Pompeo, who has recently taken strong stances against China’s human rights abuses, said that the Vatican, through Pope Francis’s leadership of the Catholic Church, is in a unique position to speak out about the communist regime.

“The church has an enormous amount of moral authority, and we want to encourage them to use that moral authority, to improve the conditions for believers, certainly Catholic believers, but believers of all faiths inside of China,” Pompeo told the Catholic News Agency ahead of a trip to Rome this week.

Pompeo is expected to protest the extension of a deal that the Vatican plans to sign with China in October. In an opinion article published this month in the conservative journal First Things, Pompeo wrote that the deal, which normalized relationships between the two states, “has not shielded Catholics from the Party’s depredations, to say nothing of the Party’s horrific treatment of Christians, Tibetan Buddhists, Falun Gong devotees, and other religious believers.”

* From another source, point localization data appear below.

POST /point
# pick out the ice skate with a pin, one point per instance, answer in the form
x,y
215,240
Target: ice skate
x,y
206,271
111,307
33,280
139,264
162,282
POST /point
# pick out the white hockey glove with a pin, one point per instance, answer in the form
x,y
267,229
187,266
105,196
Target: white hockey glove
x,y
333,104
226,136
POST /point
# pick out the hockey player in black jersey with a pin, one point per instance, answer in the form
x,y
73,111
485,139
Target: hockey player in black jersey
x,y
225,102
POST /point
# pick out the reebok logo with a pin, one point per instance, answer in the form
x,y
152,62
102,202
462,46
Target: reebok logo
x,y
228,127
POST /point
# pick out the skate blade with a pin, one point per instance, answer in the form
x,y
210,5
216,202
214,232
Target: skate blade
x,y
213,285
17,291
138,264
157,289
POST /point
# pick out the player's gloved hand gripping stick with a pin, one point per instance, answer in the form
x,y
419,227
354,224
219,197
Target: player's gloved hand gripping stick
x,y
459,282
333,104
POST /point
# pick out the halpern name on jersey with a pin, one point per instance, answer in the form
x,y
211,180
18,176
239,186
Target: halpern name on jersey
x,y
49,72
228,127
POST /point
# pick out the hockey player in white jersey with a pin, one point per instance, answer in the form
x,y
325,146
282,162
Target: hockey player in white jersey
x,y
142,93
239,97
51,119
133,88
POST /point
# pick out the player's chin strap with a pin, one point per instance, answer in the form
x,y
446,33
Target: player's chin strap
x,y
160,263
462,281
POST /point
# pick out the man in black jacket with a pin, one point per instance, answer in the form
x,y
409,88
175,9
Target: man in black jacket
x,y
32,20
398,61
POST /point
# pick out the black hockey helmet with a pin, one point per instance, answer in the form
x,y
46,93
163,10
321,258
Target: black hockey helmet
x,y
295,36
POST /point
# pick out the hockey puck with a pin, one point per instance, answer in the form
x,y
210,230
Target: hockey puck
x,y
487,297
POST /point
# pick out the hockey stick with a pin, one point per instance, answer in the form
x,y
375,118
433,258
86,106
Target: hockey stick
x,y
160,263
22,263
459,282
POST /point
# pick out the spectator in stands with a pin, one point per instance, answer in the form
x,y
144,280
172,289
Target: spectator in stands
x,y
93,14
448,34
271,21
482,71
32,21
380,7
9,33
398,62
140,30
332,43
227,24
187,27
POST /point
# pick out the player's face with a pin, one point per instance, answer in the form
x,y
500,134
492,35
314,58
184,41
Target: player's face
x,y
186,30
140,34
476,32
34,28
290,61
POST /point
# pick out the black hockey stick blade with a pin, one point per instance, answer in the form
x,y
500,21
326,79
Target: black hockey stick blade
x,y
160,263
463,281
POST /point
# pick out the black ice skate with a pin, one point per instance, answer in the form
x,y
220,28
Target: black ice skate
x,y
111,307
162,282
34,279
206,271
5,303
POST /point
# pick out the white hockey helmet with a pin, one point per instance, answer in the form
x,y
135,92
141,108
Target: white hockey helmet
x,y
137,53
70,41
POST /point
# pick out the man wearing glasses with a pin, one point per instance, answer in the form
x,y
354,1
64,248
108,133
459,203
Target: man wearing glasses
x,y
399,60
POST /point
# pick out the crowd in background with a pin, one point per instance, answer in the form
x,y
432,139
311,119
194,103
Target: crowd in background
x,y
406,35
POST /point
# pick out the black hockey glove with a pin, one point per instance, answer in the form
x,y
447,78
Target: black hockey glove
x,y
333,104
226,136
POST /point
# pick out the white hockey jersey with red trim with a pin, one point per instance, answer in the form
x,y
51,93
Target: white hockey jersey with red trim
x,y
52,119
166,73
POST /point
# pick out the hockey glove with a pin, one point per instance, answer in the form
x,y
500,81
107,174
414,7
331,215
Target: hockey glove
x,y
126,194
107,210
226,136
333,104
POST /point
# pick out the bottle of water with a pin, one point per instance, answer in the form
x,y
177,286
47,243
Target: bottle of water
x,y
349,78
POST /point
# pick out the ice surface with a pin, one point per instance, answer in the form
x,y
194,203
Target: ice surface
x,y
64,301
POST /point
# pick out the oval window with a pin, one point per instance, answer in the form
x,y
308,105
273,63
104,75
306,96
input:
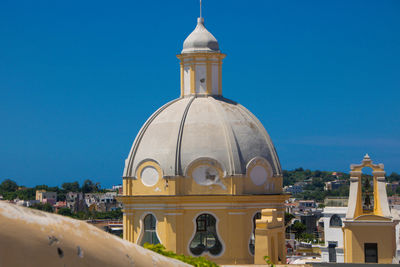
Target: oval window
x,y
149,176
206,237
149,230
258,175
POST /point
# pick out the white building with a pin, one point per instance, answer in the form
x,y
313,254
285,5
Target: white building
x,y
333,222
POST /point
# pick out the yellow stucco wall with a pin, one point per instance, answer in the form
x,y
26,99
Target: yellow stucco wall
x,y
357,236
176,221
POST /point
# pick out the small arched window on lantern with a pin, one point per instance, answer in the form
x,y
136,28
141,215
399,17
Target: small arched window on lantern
x,y
335,221
206,237
253,234
149,230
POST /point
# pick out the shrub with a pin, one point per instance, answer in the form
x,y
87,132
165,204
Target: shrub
x,y
195,261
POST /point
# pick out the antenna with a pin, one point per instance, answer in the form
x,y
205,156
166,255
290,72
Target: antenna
x,y
200,8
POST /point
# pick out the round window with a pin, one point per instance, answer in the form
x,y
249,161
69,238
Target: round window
x,y
258,175
149,176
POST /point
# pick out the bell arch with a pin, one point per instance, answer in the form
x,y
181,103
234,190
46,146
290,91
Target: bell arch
x,y
357,206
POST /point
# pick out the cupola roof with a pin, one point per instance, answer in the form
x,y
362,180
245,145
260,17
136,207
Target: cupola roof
x,y
200,40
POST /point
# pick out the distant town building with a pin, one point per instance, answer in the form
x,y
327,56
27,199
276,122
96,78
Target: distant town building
x,y
307,205
293,189
59,205
333,221
46,197
334,185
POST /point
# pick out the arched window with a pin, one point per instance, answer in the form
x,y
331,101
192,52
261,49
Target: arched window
x,y
335,221
206,237
253,235
149,230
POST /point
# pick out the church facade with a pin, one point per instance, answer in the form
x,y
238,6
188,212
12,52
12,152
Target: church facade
x,y
203,177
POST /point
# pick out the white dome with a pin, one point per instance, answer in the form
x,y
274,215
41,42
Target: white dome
x,y
192,128
200,40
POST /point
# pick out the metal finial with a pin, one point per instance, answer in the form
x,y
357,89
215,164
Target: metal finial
x,y
200,8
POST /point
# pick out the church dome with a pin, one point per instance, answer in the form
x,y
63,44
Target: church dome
x,y
195,128
200,40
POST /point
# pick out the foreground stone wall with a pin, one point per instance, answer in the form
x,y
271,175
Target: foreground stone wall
x,y
33,238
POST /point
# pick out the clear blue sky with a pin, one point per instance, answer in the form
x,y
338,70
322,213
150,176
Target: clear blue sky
x,y
79,78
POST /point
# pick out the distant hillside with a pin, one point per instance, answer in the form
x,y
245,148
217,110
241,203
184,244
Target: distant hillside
x,y
314,181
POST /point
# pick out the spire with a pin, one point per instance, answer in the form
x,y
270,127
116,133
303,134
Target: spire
x,y
200,9
201,62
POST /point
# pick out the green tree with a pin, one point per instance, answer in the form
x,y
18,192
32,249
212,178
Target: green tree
x,y
45,207
90,187
298,228
8,186
288,217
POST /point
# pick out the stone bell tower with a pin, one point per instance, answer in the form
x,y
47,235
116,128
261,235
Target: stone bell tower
x,y
369,228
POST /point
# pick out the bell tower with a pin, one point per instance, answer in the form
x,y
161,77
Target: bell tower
x,y
201,63
369,228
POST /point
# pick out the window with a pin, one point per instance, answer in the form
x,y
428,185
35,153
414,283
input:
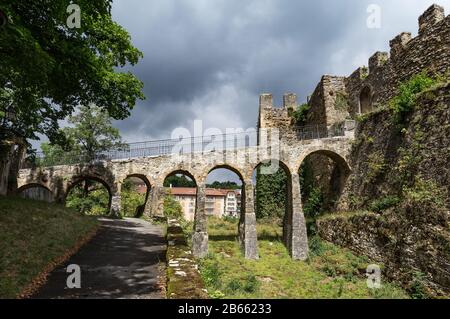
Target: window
x,y
365,100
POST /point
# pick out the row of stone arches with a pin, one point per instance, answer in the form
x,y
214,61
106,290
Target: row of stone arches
x,y
294,229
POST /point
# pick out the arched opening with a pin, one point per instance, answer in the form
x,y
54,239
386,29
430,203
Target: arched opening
x,y
180,195
273,202
323,175
365,100
134,195
36,192
89,195
225,202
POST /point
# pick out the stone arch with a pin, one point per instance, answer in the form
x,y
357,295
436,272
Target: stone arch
x,y
338,175
46,195
141,209
240,176
365,100
112,189
181,171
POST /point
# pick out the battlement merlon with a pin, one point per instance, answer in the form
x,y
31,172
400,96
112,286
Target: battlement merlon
x,y
431,17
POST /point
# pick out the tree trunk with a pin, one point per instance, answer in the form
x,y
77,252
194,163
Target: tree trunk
x,y
5,164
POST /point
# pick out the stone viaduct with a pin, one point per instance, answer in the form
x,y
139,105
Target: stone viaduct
x,y
278,143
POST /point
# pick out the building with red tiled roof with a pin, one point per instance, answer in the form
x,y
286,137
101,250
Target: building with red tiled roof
x,y
219,202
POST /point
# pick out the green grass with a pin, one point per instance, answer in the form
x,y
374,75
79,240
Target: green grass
x,y
32,234
330,272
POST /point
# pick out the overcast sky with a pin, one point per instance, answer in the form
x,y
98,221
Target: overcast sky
x,y
210,59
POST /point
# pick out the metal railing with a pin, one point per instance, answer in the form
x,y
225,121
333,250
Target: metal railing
x,y
191,145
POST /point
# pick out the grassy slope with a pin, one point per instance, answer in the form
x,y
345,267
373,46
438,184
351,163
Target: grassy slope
x,y
32,234
330,272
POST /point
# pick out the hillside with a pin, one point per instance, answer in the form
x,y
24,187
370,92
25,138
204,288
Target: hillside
x,y
400,173
33,236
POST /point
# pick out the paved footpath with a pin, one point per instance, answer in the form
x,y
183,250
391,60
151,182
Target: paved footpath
x,y
126,259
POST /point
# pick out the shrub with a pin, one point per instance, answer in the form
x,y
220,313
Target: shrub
x,y
384,203
313,206
211,275
172,208
405,101
316,247
417,287
251,284
299,115
234,285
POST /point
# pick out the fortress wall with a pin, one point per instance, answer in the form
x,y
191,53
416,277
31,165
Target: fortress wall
x,y
430,51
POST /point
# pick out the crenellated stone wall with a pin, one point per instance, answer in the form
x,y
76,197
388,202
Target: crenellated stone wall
x,y
379,82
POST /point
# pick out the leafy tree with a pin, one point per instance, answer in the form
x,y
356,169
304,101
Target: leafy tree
x,y
179,181
47,69
131,200
94,202
91,135
172,208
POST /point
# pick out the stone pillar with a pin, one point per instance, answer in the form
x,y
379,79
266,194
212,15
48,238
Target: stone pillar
x,y
200,236
247,223
116,200
155,202
115,205
297,236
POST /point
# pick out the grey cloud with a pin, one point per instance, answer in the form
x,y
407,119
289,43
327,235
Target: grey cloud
x,y
210,59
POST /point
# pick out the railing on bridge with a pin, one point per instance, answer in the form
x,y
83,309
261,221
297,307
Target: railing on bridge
x,y
190,145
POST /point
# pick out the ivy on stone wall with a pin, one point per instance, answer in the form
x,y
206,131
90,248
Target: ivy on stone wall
x,y
271,193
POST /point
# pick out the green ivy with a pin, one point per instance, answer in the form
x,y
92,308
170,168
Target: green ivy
x,y
405,101
300,114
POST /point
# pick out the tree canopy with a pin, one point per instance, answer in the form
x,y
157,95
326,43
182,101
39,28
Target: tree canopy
x,y
90,136
47,69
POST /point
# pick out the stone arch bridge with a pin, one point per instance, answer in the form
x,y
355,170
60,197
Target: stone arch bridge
x,y
287,153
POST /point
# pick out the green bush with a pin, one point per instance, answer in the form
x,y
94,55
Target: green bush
x,y
313,206
234,285
251,284
94,201
384,203
131,200
211,274
417,288
405,101
316,247
172,208
299,115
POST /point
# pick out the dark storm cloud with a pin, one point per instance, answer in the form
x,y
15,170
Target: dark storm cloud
x,y
210,59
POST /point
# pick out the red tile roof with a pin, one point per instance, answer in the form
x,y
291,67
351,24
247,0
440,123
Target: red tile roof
x,y
188,191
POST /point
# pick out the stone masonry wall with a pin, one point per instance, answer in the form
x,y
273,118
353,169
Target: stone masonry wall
x,y
410,237
429,51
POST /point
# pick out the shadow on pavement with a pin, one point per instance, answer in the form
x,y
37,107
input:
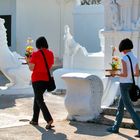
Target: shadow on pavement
x,y
7,101
50,134
127,137
88,129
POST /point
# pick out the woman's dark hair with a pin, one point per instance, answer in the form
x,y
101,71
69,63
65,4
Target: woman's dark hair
x,y
125,44
41,42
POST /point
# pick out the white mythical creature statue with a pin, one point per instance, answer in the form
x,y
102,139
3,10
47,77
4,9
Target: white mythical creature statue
x,y
77,59
10,64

“What the Church teaches the world about religious freedom and solidarity should now be forcefully and persistently conveyed by the Vatican in the face of the Chinese Communist Party’s relentless efforts to bend all religious communities to the will of the Party and its totalitarian program,” Pompeo wrote.

When posting the piece on Twitter, Pompeo said that the Vatican “endangers its moral authority” if it should renew the deal.

In July, a cybersecurity watchdog found that Chinese hackers broke into Vatican computers prior to the negotiations. Among those targeted were the offices of the Holy See’s Study Mission in Hong Kong, leading many to speculate that the hack was an information-gathering mission for the diplomatic talks.